On 1 November 1989, Det. 2, 401st TFW, became the 7120th Air Base Flight under Sixteenth Air Force. On 1 June 1993, the 7120th Air Base Flight was re-designated as the 712th Air Base Flight.

The 1994 military reductions in Europe resulted in Morón Air Base picking up a regional responsibility for providing support to designated USAF units in Spain, Italy, and Greece with the draw-down of USAFE units at Torrejon AB, Spain, San Vito AS, Italy and Iraklion AS, Greece. Along with the increased responsibility came a new unit designation.
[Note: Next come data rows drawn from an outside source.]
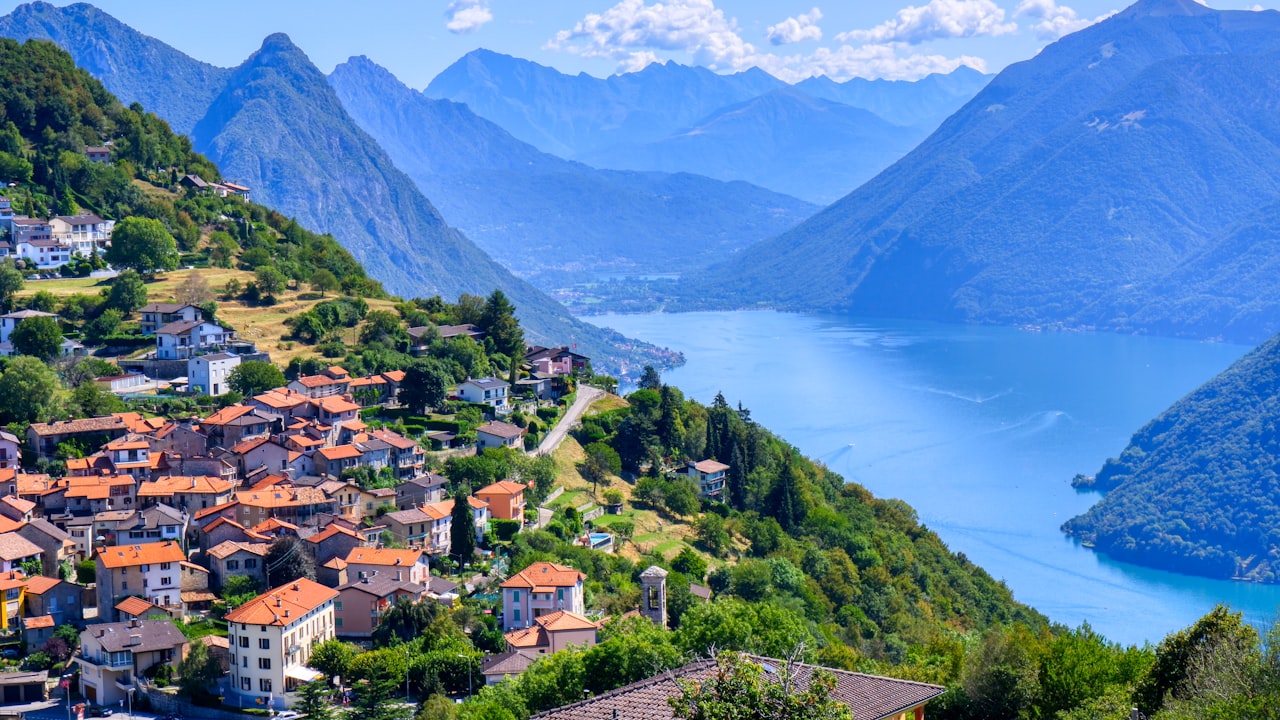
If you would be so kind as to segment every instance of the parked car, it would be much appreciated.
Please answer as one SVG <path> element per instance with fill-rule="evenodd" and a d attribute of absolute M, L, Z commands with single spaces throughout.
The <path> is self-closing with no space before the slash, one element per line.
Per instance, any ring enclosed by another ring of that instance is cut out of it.
<path fill-rule="evenodd" d="M 85 713 L 89 717 L 111 717 L 112 710 L 102 705 L 90 705 L 89 711 Z"/>

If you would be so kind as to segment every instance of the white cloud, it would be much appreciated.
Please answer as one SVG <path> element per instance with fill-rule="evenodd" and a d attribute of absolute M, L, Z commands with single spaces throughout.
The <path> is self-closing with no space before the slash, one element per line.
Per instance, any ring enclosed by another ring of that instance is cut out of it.
<path fill-rule="evenodd" d="M 991 0 L 930 0 L 924 7 L 909 5 L 870 30 L 840 33 L 836 40 L 917 45 L 943 38 L 1004 35 L 1017 29 L 1017 23 L 1004 21 L 1004 10 Z"/>
<path fill-rule="evenodd" d="M 489 0 L 453 0 L 445 8 L 445 27 L 451 33 L 469 33 L 493 21 Z"/>
<path fill-rule="evenodd" d="M 965 0 L 934 0 L 935 3 L 942 1 Z M 821 31 L 813 23 L 821 17 L 821 12 L 814 8 L 794 20 L 797 26 L 808 22 L 813 28 L 808 32 L 816 34 Z M 817 37 L 820 34 L 814 39 Z M 743 40 L 737 21 L 717 8 L 714 0 L 669 0 L 649 5 L 645 0 L 621 0 L 608 10 L 589 13 L 572 28 L 556 33 L 543 47 L 614 60 L 619 72 L 639 70 L 657 62 L 659 53 L 683 52 L 689 54 L 694 64 L 712 70 L 736 72 L 758 67 L 787 82 L 814 75 L 827 75 L 836 80 L 851 77 L 915 80 L 930 73 L 951 72 L 961 65 L 986 71 L 986 63 L 972 56 L 901 55 L 908 47 L 903 42 L 820 47 L 809 54 L 795 55 L 761 52 Z"/>
<path fill-rule="evenodd" d="M 1116 11 L 1112 10 L 1089 20 L 1078 17 L 1075 9 L 1066 5 L 1059 5 L 1055 0 L 1022 0 L 1013 11 L 1015 18 L 1027 18 L 1034 21 L 1031 29 L 1035 32 L 1036 37 L 1048 41 L 1057 40 L 1077 30 L 1083 30 L 1115 14 Z"/>
<path fill-rule="evenodd" d="M 772 45 L 788 45 L 804 40 L 821 40 L 822 28 L 818 21 L 822 19 L 822 11 L 814 8 L 807 13 L 789 17 L 777 25 L 765 28 L 765 37 Z"/>

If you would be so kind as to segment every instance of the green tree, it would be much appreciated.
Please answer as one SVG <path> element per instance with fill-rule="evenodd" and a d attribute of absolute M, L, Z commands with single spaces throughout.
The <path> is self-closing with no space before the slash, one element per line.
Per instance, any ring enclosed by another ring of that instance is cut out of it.
<path fill-rule="evenodd" d="M 360 654 L 360 647 L 341 640 L 325 640 L 311 649 L 307 664 L 324 673 L 332 681 L 346 678 L 351 672 L 351 661 Z"/>
<path fill-rule="evenodd" d="M 252 575 L 232 575 L 222 581 L 219 594 L 227 607 L 240 607 L 262 592 L 262 584 Z"/>
<path fill-rule="evenodd" d="M 278 587 L 298 578 L 316 579 L 316 563 L 303 547 L 302 541 L 292 535 L 276 538 L 262 560 L 267 584 Z"/>
<path fill-rule="evenodd" d="M 311 289 L 320 293 L 324 297 L 326 293 L 331 293 L 342 287 L 342 283 L 338 282 L 338 276 L 334 275 L 326 268 L 320 268 L 311 273 Z"/>
<path fill-rule="evenodd" d="M 578 470 L 582 473 L 583 479 L 593 486 L 592 492 L 595 492 L 594 486 L 607 483 L 611 475 L 622 472 L 622 458 L 618 456 L 618 451 L 609 447 L 607 443 L 589 443 L 583 448 L 583 452 L 586 457 L 578 463 Z"/>
<path fill-rule="evenodd" d="M 815 671 L 808 686 L 794 681 L 789 663 L 766 677 L 759 663 L 734 652 L 716 657 L 705 680 L 677 680 L 680 694 L 668 700 L 682 720 L 853 720 L 853 711 L 831 697 L 835 676 Z"/>
<path fill-rule="evenodd" d="M 107 262 L 143 275 L 178 267 L 178 241 L 159 220 L 127 217 L 111 232 Z"/>
<path fill-rule="evenodd" d="M 509 358 L 524 357 L 524 331 L 516 320 L 515 307 L 501 290 L 494 290 L 489 295 L 478 324 L 484 328 L 486 337 L 493 341 L 495 352 Z"/>
<path fill-rule="evenodd" d="M 360 328 L 360 344 L 381 344 L 389 348 L 404 347 L 409 335 L 400 325 L 400 318 L 386 310 L 374 310 L 365 316 Z"/>
<path fill-rule="evenodd" d="M 1182 689 L 1197 657 L 1208 648 L 1256 646 L 1258 633 L 1242 613 L 1219 605 L 1194 625 L 1168 635 L 1156 646 L 1155 662 L 1133 691 L 1133 702 L 1147 715 L 1164 707 Z"/>
<path fill-rule="evenodd" d="M 471 515 L 471 493 L 459 487 L 453 496 L 453 518 L 449 530 L 449 555 L 461 566 L 471 562 L 476 553 L 476 523 Z"/>
<path fill-rule="evenodd" d="M 0 311 L 13 312 L 13 299 L 26 284 L 12 260 L 0 263 Z"/>
<path fill-rule="evenodd" d="M 128 315 L 147 304 L 147 286 L 135 270 L 124 270 L 111 281 L 106 306 Z"/>
<path fill-rule="evenodd" d="M 258 286 L 258 292 L 268 297 L 275 297 L 284 292 L 285 286 L 289 284 L 289 278 L 270 265 L 258 268 L 254 273 L 253 281 Z"/>
<path fill-rule="evenodd" d="M 71 391 L 71 407 L 79 417 L 102 417 L 125 410 L 123 400 L 92 380 Z"/>
<path fill-rule="evenodd" d="M 190 698 L 208 695 L 209 688 L 222 677 L 222 665 L 204 643 L 191 643 L 187 656 L 178 663 L 178 689 Z"/>
<path fill-rule="evenodd" d="M 628 683 L 679 667 L 684 653 L 674 635 L 648 618 L 631 616 L 610 621 L 601 632 L 600 644 L 583 657 L 586 688 L 608 692 Z"/>
<path fill-rule="evenodd" d="M 233 266 L 238 252 L 240 252 L 240 244 L 229 233 L 219 230 L 209 236 L 209 260 L 216 267 Z"/>
<path fill-rule="evenodd" d="M 639 387 L 641 390 L 662 390 L 662 376 L 658 374 L 658 369 L 652 365 L 645 365 L 644 372 L 640 374 Z"/>
<path fill-rule="evenodd" d="M 352 705 L 362 720 L 404 717 L 394 702 L 396 690 L 408 672 L 408 656 L 397 649 L 371 650 L 351 661 L 351 680 L 359 689 Z"/>
<path fill-rule="evenodd" d="M 426 411 L 443 405 L 448 391 L 449 372 L 440 361 L 419 358 L 405 368 L 399 399 L 411 410 Z"/>
<path fill-rule="evenodd" d="M 671 569 L 701 582 L 707 574 L 707 561 L 694 552 L 693 548 L 685 547 L 671 559 Z"/>
<path fill-rule="evenodd" d="M 439 614 L 436 603 L 415 603 L 409 602 L 408 598 L 399 598 L 387 608 L 378 627 L 373 629 L 373 642 L 379 646 L 409 642 L 431 627 Z"/>
<path fill-rule="evenodd" d="M 101 315 L 85 324 L 85 339 L 91 343 L 102 342 L 103 338 L 120 332 L 120 322 L 123 319 L 124 313 L 116 308 L 103 310 Z"/>
<path fill-rule="evenodd" d="M 57 320 L 47 315 L 20 321 L 9 339 L 18 353 L 40 358 L 45 362 L 62 354 L 62 329 L 58 327 Z"/>
<path fill-rule="evenodd" d="M 333 703 L 329 701 L 332 688 L 323 680 L 313 680 L 299 687 L 298 712 L 307 720 L 332 720 Z"/>
<path fill-rule="evenodd" d="M 9 361 L 0 374 L 0 411 L 10 422 L 42 422 L 56 409 L 58 376 L 37 358 Z"/>
<path fill-rule="evenodd" d="M 246 360 L 231 370 L 227 384 L 244 397 L 253 397 L 285 384 L 284 373 L 273 363 Z"/>

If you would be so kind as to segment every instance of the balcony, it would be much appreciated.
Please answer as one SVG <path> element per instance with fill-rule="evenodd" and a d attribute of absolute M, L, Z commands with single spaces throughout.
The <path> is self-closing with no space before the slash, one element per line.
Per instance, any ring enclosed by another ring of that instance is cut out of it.
<path fill-rule="evenodd" d="M 104 653 L 102 655 L 86 655 L 84 661 L 99 667 L 105 668 L 131 668 L 133 667 L 133 653 L 118 652 Z"/>

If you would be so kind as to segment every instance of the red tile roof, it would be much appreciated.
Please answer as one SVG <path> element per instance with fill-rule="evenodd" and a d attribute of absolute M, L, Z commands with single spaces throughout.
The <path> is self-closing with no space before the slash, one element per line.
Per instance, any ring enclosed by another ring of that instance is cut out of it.
<path fill-rule="evenodd" d="M 227 622 L 285 626 L 338 597 L 338 591 L 299 578 L 273 588 L 227 613 Z"/>
<path fill-rule="evenodd" d="M 504 588 L 574 587 L 587 576 L 567 565 L 536 562 L 507 578 Z"/>
<path fill-rule="evenodd" d="M 150 612 L 151 610 L 159 610 L 158 607 L 140 597 L 127 597 L 116 603 L 116 609 L 125 615 L 132 615 L 134 617 L 142 617 L 143 613 Z"/>
<path fill-rule="evenodd" d="M 107 568 L 134 567 L 153 563 L 182 562 L 186 553 L 173 540 L 141 545 L 113 545 L 98 553 L 98 561 Z"/>

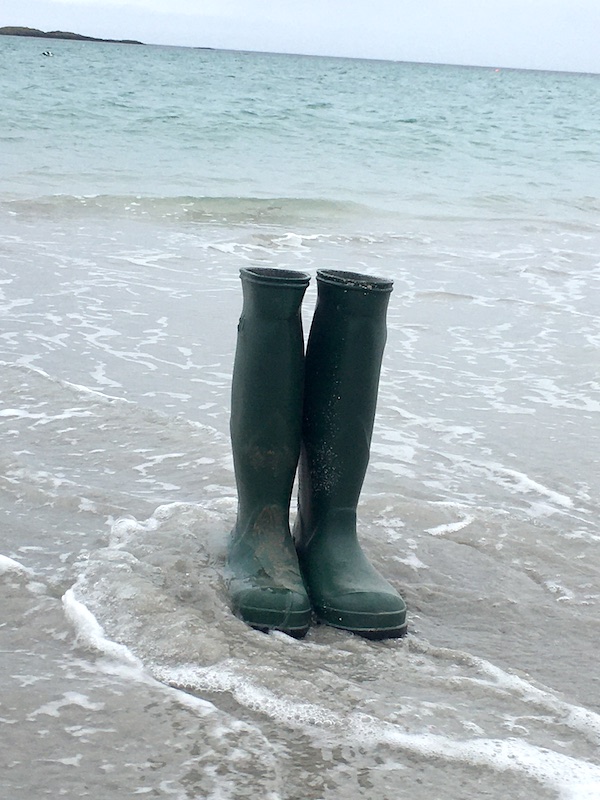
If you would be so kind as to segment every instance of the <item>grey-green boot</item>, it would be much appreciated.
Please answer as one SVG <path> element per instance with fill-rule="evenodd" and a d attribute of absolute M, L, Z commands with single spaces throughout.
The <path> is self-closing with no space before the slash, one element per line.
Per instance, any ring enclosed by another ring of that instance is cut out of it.
<path fill-rule="evenodd" d="M 240 271 L 244 303 L 231 391 L 238 514 L 228 548 L 234 613 L 254 628 L 301 637 L 311 609 L 289 528 L 300 452 L 308 275 Z"/>
<path fill-rule="evenodd" d="M 370 639 L 403 636 L 406 606 L 356 535 L 392 282 L 319 270 L 306 352 L 294 538 L 317 617 Z"/>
The 712th Air Base Flight became the 496th Air Base Squadron on 1 July 1994, under the newly formed 616th Regional Support Group located at Aviano Air Base, Italy.

Since January 2000, Morón's mission has matured to make the base a critical link in supporting the rotation of Aerospace Expeditionary Forces (AEF) -- deployed in EUCOM and CENTCOM Areas of Responsibilities. Tanker Task Forces (KC-135 and KC-10), Fighter Units from the Air Force and Marine Corps, and airlifters (C-141, C-17 and C-5s) use Morón as a staging base for AEF operations. The base also frequently welcomes rotating US Army personnel. Morón staffing swells during these operations with temporary duty personnel (known as Expeditionary Combat Support) supplementing the contract, civilian and active-duty personnel.

On 1 April 2019 the squadron realigned from under the 86th Operations Group, Ramstein Air Base, Germany, to the 65th Air Base Group, Lajes Field, Portugal.